Saturday 20 June 2020

When help isn't help anymore

I’m sure you’ve heard about how it’s during the difficult times that you find out who your real friends are. These are the ‘ideal’ friends that don’t throw in the friendship towel when the going gets tough, the ones who are prepared to fight a fight that has very little or even nothing to do with them.

Perhaps in an ideal world these are the only friends we surround ourselves with and, in turn, become that type of friend for these people as well. Unfortunately while these theories are plausible, I don’t think that they would work in practice without a very controlled environment and accompanying variables. Stating the obvious – we are unique in every single way possible. No, I’m not trying to push ‘we are all different’ and ‘we all matter’ cards. Factually, we are all different and these are the variables that cause the ‘problem’ in the proposed scenario mentioned previously.

I’m going slightly off topic so let’s get back to the point I originally wanted to make. I had a thought about the concept of the ideal friend that backs you up during the tough times and what sparked my curiosity was how this act could actually be damaging to both parties in the long term.

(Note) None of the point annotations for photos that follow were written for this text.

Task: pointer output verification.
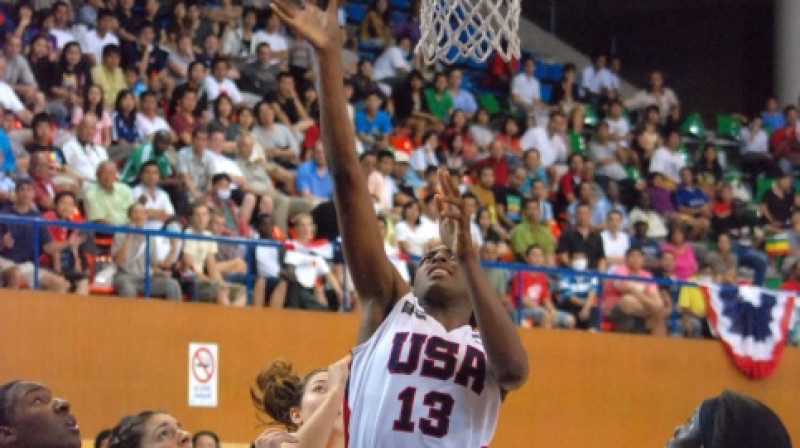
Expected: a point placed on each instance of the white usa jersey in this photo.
(413, 384)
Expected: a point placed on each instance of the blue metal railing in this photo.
(38, 223)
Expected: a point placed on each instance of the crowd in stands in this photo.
(203, 118)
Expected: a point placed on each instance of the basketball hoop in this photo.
(471, 29)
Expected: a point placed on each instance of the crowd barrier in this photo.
(249, 242)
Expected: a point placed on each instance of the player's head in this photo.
(149, 429)
(731, 420)
(288, 399)
(31, 417)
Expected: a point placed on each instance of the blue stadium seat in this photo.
(355, 13)
(545, 92)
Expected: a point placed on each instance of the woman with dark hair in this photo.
(409, 99)
(72, 76)
(224, 122)
(309, 408)
(125, 136)
(375, 27)
(149, 429)
(93, 103)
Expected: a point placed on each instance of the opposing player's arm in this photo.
(506, 356)
(375, 278)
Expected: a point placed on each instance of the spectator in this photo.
(549, 141)
(581, 237)
(668, 161)
(530, 231)
(103, 35)
(723, 261)
(776, 204)
(107, 201)
(129, 255)
(692, 305)
(578, 293)
(392, 66)
(685, 261)
(438, 98)
(147, 120)
(157, 206)
(259, 78)
(9, 99)
(288, 106)
(463, 100)
(81, 153)
(314, 181)
(124, 134)
(615, 241)
(17, 252)
(784, 143)
(197, 73)
(525, 90)
(156, 151)
(183, 121)
(70, 262)
(93, 104)
(531, 293)
(278, 141)
(199, 261)
(19, 76)
(375, 27)
(627, 299)
(655, 95)
(373, 125)
(608, 155)
(218, 82)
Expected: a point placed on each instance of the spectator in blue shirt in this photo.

I think it’s a good thing to give up on people.

There, I said it. In (literally) black and white. Now the sentence may be a bit click-bait but I think that after a certain point, the good of helping becomes bad. Very bad. Help is a finite thing I think (time and resource constraint) and as there’s only so much you can give, once you have exhausted your help resource and your friend does not respond to it and continues in their rut, what is the point of continuing further? Emotion may dictate that you should not give up on this person but logic will say that if all of your help has not been enough so far, why would they suddenly respond to it?

“Insanity is doing the same thing over and over again and expecting different results.”
– Anonymous

The above quote is commonly misattributed to Albert Einstein but records and research don’t really prove that it was him, or anyone else specifically, that coined the phrase but that is beside the point right now. I just like to (try to) be accurate.

“If you always do what you’ve always done, you’ll always get what you’ve always got” 
– Jessie Potter (1981)

Another quote and when paired with the previous one, illustrates the scenario perfectly to me. To try and help is useless in the long run if the one you are trying to help is refusing to change and adapt. That’s a no-win situation for everyone involved.

From the point of view of the helper, I would say that learning how to give up on someone is a strength and a positive. If you consider that person a friend yet are able to give up on them I think that counts as personal evolution. Sometimes continuing to help someone is the worst thing you can do, despite the intentions. I’m not saying to never help but to know when to stop helping.

Don’t be the lifeguard that gets drowned by the person they are rescuing. Giving up isn't always a bad thing.